I have been thinking about this for a long time now, it seems to me it wouldn't be too hard to imagine that ancient sailors from the Atlantic seaboard, (where Portugal now is, up to Basque country) who have a darker Mediterranean look, like the Spanish, usually dark brown/black eyes, curly dark hair etc, arrived in the Mediterranean and landed in Libya, Malta, Sicily, Crete and even on to Troy. Bringing in the male Earth bull, and that darker look they have than Northern Europeans.
I pointed out once a painting that showed a consistency in the dress of ancient Crete...
Portugese Ladies in Goa
The ladies have their breasts out, not only that, the black snake curl hair can also be seen. So, I reckon they look like Cretans for a start, and they bought in the Bull.
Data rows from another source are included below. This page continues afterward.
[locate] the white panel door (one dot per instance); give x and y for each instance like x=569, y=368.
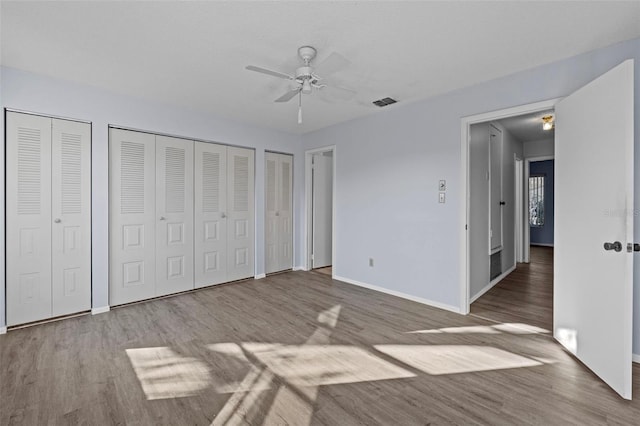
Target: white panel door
x=71, y=212
x=174, y=215
x=210, y=214
x=271, y=209
x=241, y=216
x=284, y=213
x=495, y=191
x=278, y=221
x=593, y=287
x=28, y=217
x=322, y=188
x=132, y=224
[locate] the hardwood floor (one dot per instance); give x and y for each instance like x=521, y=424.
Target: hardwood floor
x=295, y=348
x=326, y=270
x=524, y=296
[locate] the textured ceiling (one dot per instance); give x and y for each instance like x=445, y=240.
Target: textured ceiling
x=193, y=54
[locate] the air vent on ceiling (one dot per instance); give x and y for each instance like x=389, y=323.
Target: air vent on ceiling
x=384, y=102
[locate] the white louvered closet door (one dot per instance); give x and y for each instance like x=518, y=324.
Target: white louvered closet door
x=28, y=217
x=271, y=208
x=285, y=198
x=210, y=182
x=71, y=211
x=278, y=199
x=241, y=216
x=132, y=216
x=174, y=215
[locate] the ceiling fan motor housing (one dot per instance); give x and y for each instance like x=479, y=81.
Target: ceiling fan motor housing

I'm aware the bull can be found at early sites in Near East but I also think that a bull cult also developed in the East, that of a mother cow cult, not the male Earth bull. I also think the Lion motif may have come in with these European people. The Bull and Lion are seen all through the Paleolithic in Europe.
Then I was checking out the Basque language, because I like to look at languages and play 'lego linguistics', but I couldn't help but notice one word...
hiri `Town, city'. The word is ancient, and its earlier form *ili is attested in a number of ancient place names, the most famous being the mysterious Iliberris in Granada (modern Elvira); this is transparently *ili plus berri `new', but no one knows how a Basque place name could be found so far south.
Another guy who got panned badly did try to decipher Linear A into Basque, seems it was 'lego linguistics' too, but who knows really, could be something in it.
Anyway, the word above is hiri but an earlier form is ILI which means town or city... of course I then immediately thought of Ilium of the Iliad, always known as the CITY of Troy.
Nothing says this name cannot be Wilusa, which would just be a changed form of the true ILI sound for city/town. I could then move onto Iberia in the Caucasus, where Colchis and the River Phasis was.
ibai `River'. This is the most widespread word, though there exists also uhalde, ugalde, especially in the east; this is a compound of ur `water' and alde `side'. The word ibai itself appears to be a derivative of ibar `valley', but perhaps originally `water-meadow'. Curiously, perhaps, the great majority of river names in the Basque Country are of non-Basque origin, though an outstanding exception is the biggest river in the Basque heartland, the Ibaizabal, from ibai plus zabal `wide'.
I'll leave it at that for now, finding the word ILI as city/town was interesting though.
Edited by The Puzzler, 09 February 2012 - 04:31 AM.